Ему стало больно.
Может, это была та же самая песня, что она пела в руднике. Тем не менее то, что он сообщил, было важно. А сообщил он следующее: она не немая. Кроме того, она - человек. Я слышу ее, но я единственный, кто способен ее слышать. Она существует только через меня.
Злобная песня причинила ему боль.
Запертая в его теле пленница пела песню, причинявшую боль; почему она желала ему зла? Хотела отомстить? Этого и сам Паскаль не понимал. Он не понимал, просто сидел молча с искаженным лицом, оскорбленно глядя прямо перед собой, и слушал.
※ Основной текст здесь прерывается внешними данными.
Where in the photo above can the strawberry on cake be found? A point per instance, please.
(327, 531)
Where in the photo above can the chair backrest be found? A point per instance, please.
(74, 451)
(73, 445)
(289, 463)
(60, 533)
Запертая в его теле пленница пела песню, причинявшую боль, может, это была песня о том, как тяжело всю жизнь жить взаперти? Он слышал песню, но отказывался ее расшифровывать. Дело обстояло так: они были заперты друг в друге. Сначала они были несчастны оттого, что заперты друг в друге, и тут она запела злобную песню, причинившую боль. Потом ей захотелось донести свою песню до окружающих, но он отказался. И она вновь злобно запела.
Он был единственный, кто мог ей помочь. Он этого не сделал. Причина любовь?
Не исключена и другая возможность: он ее некоторым образом боялся и потому не осмеливался дать ей слово. Он отказывался переводить ее песню именно потому, что ему не нравился смысл. Быть может, она пыталась всю свою жизнь найти те движения губ, которые заменили бы песню и сделали бы ее слова независимыми от Паскаля.
Быть может, он боялся, что тогда он как бы потеряет ее. Вполне возможно, он так сильно ее любил, что не осмеливался.
Один эпизод из первого письма Хелен Портич от 8 января 1982 года из Лос-Анджелеса.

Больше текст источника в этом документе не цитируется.